Confused Flux 2 Dev - 130gb Overload

’m very new to Framework, and I’m also new to APUs/iGPUs, so I’d appreciate some straightforward advice.

I’ve got a Framework Desktop Max+ 395 with 128GB RAM on the way.

Specs:

  • 16 cores / 32 threads

  • 3.0GHz base clock

  • Up to 5.1GHz boost

  • 64MB L3 cache

  • Radeon 8060S integrated graphics

  • 128GB LPDDR5x-8000

  • Wi-Fi 7 and 5Gbit Ethernet

I already own a separate machine with a 9950X3D, 2 x RTX 3090 Founders Editions, and 96GB RAM. It’s a very strong machine, but the obvious limitation is VRAM, with 24GB per card.

One of the reasons I was torn between buying something like a 48GB workstation GPU and going for the Framework Desktop instead was because I use ComfyUI a lot, and more and more models are now appearing that simply do not fit into 24GB VRAM.
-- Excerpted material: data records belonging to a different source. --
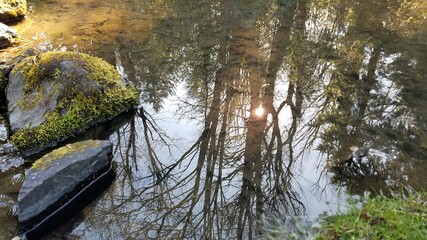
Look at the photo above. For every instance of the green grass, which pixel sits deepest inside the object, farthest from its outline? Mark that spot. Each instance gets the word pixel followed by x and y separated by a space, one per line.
pixel 402 216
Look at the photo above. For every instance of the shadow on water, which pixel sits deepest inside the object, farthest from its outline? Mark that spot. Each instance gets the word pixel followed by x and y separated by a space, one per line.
pixel 242 102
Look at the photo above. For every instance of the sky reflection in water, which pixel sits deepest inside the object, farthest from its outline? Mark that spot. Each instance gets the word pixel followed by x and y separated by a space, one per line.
pixel 196 160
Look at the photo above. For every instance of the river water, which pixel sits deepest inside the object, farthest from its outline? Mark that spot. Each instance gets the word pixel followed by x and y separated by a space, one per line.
pixel 248 109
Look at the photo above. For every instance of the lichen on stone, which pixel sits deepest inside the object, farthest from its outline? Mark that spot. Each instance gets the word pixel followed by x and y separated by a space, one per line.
pixel 12 10
pixel 71 150
pixel 78 107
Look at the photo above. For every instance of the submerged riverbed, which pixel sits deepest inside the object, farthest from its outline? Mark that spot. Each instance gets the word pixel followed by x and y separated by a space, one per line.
pixel 246 107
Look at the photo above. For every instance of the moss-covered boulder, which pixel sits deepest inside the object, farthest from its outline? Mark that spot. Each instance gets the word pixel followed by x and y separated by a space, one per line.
pixel 56 95
pixel 12 10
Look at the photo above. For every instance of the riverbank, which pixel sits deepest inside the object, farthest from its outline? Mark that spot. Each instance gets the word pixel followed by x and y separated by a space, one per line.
pixel 399 216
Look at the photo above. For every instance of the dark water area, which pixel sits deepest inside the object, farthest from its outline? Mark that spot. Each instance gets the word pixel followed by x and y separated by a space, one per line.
pixel 248 109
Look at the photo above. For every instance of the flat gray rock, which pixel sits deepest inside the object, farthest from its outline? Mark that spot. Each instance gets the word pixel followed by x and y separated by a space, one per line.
pixel 59 173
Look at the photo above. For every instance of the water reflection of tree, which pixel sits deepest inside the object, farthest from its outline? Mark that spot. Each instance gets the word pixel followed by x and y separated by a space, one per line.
pixel 376 90
pixel 240 166
pixel 242 161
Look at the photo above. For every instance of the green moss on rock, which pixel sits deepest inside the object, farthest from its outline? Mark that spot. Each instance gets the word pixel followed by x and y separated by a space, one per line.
pixel 12 10
pixel 69 150
pixel 79 107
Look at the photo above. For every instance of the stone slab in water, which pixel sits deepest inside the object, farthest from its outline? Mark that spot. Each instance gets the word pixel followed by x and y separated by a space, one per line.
pixel 59 174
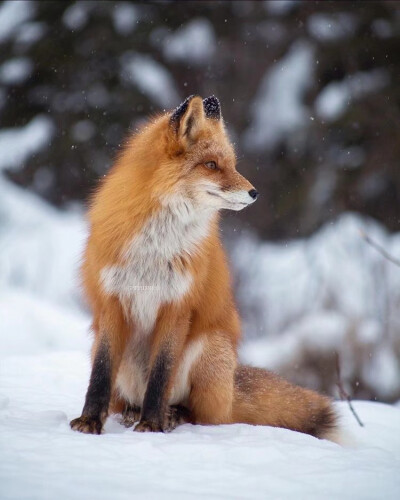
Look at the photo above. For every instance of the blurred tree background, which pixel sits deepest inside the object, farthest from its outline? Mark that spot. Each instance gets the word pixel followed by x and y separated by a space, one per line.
pixel 310 92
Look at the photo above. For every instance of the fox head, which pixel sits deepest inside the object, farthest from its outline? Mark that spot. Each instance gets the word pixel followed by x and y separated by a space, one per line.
pixel 196 159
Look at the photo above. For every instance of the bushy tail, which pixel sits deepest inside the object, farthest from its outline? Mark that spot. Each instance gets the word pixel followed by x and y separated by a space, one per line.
pixel 263 398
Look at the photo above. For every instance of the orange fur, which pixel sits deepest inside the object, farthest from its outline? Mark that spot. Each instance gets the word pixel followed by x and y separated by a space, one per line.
pixel 196 333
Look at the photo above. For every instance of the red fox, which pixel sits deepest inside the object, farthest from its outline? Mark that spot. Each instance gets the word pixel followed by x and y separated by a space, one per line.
pixel 157 280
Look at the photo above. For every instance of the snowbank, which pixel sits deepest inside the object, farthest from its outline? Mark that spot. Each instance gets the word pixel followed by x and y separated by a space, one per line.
pixel 43 459
pixel 331 292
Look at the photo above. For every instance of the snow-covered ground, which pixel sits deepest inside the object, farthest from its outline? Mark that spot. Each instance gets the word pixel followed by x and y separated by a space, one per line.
pixel 44 368
pixel 41 458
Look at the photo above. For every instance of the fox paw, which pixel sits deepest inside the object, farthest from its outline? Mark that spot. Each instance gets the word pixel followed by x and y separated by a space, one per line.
pixel 176 415
pixel 87 425
pixel 148 426
pixel 130 415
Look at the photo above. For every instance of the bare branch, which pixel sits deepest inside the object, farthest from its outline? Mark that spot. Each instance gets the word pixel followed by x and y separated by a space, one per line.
pixel 379 248
pixel 344 396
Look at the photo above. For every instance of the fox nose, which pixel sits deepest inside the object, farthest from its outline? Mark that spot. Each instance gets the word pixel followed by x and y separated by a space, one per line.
pixel 253 193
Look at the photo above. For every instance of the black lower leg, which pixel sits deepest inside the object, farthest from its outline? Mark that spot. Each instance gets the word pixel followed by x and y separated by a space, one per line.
pixel 155 401
pixel 98 394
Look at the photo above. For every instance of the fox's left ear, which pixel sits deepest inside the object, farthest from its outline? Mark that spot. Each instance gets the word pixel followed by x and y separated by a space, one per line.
pixel 212 108
pixel 188 119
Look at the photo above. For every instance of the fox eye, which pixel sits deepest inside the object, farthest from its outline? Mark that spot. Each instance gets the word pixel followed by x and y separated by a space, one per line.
pixel 211 165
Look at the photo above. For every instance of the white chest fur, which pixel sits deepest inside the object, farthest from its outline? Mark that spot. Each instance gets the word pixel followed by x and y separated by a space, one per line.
pixel 146 278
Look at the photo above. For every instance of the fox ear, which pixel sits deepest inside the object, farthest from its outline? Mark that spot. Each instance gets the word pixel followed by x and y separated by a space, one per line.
pixel 212 108
pixel 188 119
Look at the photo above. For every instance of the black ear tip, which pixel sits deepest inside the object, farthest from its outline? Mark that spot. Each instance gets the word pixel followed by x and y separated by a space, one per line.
pixel 212 107
pixel 180 110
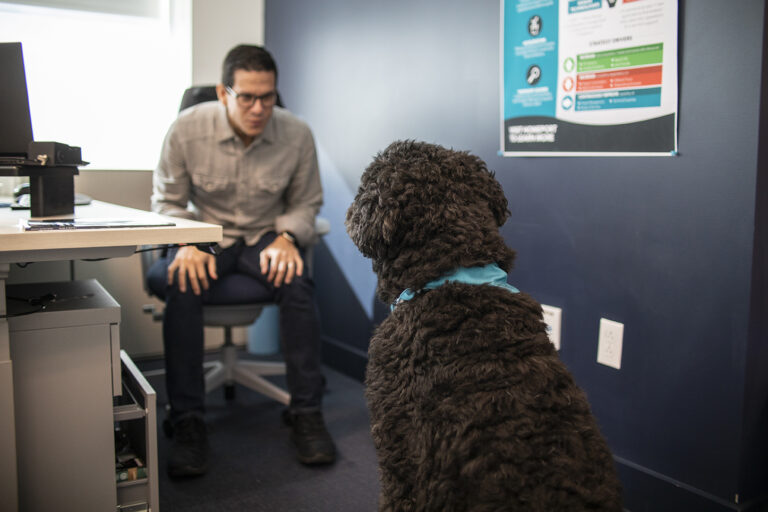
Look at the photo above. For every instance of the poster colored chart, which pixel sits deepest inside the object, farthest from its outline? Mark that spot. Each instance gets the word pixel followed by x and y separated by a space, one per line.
pixel 589 77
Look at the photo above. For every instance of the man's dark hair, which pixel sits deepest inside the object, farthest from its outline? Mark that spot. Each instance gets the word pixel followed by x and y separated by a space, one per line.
pixel 248 57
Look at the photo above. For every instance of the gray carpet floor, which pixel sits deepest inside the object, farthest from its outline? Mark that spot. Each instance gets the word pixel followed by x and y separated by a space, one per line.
pixel 253 465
What’s confusing me is this: when I try to run something like Flux 2 Dev in ComfyUI, it seems to use huge amounts of memory — around 130GB — and then stops. I was under the impression this machine would be able to handle larger models because of the shared memory setup, so I’m struggling to understand why it’s eating all available memory and still not completing.

I’m not especially technical, so I’d really appreciate replies in plain English rather than anything too deep into Python, coding, or command-line fixes.

Has anyone got any advice on what I should realistically expect from this machine, and whether I’m misunderstanding how the memory works?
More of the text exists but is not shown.